Pushed to Extremes: Meredith Dolhare, BS’96, Uses the Power of Sports to Help the Homeless

Meredith Dolhare completes the Powerman Zofingen Duathon World Championships in Switzerland. She finished second in the competition that included a 10K run, a 180K bike race, and an additional 30K run. (COURTESY OF MEREDITH DOLHARE)
Meredith Dolhare completes the Powerman Zofingen Duathon World Championships in Switzerland. She finished second in the competition that included a 10K run, a 180K bike race, and an additional 30K run. (COURTESY OF MEREDITH DOLHARE)

To read Meredith Dolhare’s long list of athletic triumphs, it’s tempting to ask if there’s anything she can’t do. After transferring to join the Vanderbilt women’s tennis team in 1993 following a freshman stint at perennially top-ranked UCLA, Dolhare (along with then-new Head Coach Geoff Macdonald) helped lift the program from a ranking in the mid-70s to the top 10 nationally.
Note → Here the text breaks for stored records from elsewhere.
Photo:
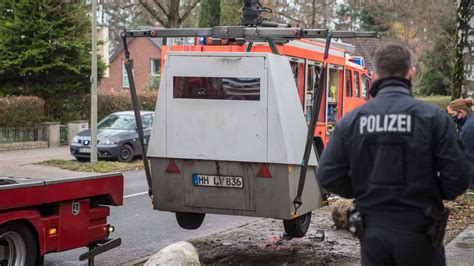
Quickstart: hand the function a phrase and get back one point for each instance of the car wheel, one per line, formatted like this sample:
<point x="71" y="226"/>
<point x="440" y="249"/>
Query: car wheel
<point x="18" y="245"/>
<point x="299" y="226"/>
<point x="126" y="154"/>
<point x="82" y="159"/>
<point x="189" y="220"/>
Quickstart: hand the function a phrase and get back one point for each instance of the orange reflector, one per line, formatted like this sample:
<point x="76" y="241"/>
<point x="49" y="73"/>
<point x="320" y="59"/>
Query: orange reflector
<point x="172" y="168"/>
<point x="52" y="231"/>
<point x="264" y="172"/>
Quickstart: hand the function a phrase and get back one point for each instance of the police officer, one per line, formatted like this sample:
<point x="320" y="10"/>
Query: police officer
<point x="399" y="158"/>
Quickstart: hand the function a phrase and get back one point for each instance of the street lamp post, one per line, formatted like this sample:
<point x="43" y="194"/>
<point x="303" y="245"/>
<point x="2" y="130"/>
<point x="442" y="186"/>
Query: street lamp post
<point x="94" y="84"/>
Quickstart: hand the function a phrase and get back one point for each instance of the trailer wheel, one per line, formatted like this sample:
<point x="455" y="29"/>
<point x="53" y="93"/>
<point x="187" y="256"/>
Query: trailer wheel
<point x="126" y="154"/>
<point x="189" y="220"/>
<point x="18" y="245"/>
<point x="299" y="226"/>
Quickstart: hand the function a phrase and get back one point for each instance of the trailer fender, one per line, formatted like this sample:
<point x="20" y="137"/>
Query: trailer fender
<point x="33" y="219"/>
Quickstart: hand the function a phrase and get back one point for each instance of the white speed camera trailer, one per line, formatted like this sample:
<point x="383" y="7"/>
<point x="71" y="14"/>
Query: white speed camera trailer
<point x="228" y="138"/>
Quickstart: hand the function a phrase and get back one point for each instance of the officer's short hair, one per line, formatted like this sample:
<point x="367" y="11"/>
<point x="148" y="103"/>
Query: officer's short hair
<point x="392" y="61"/>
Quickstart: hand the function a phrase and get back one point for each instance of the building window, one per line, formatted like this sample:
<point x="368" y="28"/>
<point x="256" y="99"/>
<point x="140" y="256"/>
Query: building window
<point x="155" y="65"/>
<point x="155" y="71"/>
<point x="125" y="83"/>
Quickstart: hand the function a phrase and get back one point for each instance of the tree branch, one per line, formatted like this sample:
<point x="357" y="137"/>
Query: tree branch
<point x="160" y="6"/>
<point x="188" y="10"/>
<point x="154" y="13"/>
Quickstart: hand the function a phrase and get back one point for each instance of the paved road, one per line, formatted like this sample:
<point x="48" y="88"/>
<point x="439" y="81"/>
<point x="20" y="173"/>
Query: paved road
<point x="20" y="163"/>
<point x="143" y="230"/>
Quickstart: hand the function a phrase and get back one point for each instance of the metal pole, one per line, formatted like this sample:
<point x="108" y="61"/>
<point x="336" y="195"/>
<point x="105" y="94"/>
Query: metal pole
<point x="94" y="84"/>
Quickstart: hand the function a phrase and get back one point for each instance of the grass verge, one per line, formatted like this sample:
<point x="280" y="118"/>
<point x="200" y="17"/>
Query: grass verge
<point x="98" y="167"/>
<point x="441" y="101"/>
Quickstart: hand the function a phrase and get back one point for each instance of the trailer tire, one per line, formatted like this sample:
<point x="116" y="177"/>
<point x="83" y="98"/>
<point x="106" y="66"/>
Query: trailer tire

Several years after graduating in 1996, she found a new passion: running. Dolhare completed several marathons and 12 Ironman triathlons before setting her sights on far more arduous adventures. In 2013 she finished third in the Badwater Ultramarathon—a 135-mile race in 120-plus-degree heat that features a grueling climb from California’s Death Valley (279 feet below sea level) to the trailhead of Mount Whitney (8,360 feet). Four months later she became the sixth woman ever to complete the Death Valley Cup, which combines the Badwater run and the Furnace Creek 508-mile bicycle race.

Among her proudest accomplishments is a fifth-place finish in the Brazil 135, an ultramarathon that winds through the jungles of Camino da Fe in South America and includes 30,000 feet of ascent and 28,000 feet of descent. “That one was hard because I’d had reconstructive surgery on my spine six months earlier,” Dolhare says. “It wasn’t the smartest decision.”

She also finished second among women in the Ultraman United Kingdom, a three-day endurance race that includes a 6.2-mile swim, a 265-mile bike ride, and a 52.4-mile run.

Yet, underneath Dolhare’s seemingly endless string of athletic-endurance accomplishments lurks a darker history of battling substance abuse and depression, problems that stemmed from the trauma of being raped by a peer in high school.

“There are some really, really dark times on a race course, and it gets very painful. So getting to the finish line and crossing it—it’s like you’re shedding something, leaving something behind,” Dolhare says. “Finishing a race is the most amazing feeling. It’s the most cathartic thing I can do.”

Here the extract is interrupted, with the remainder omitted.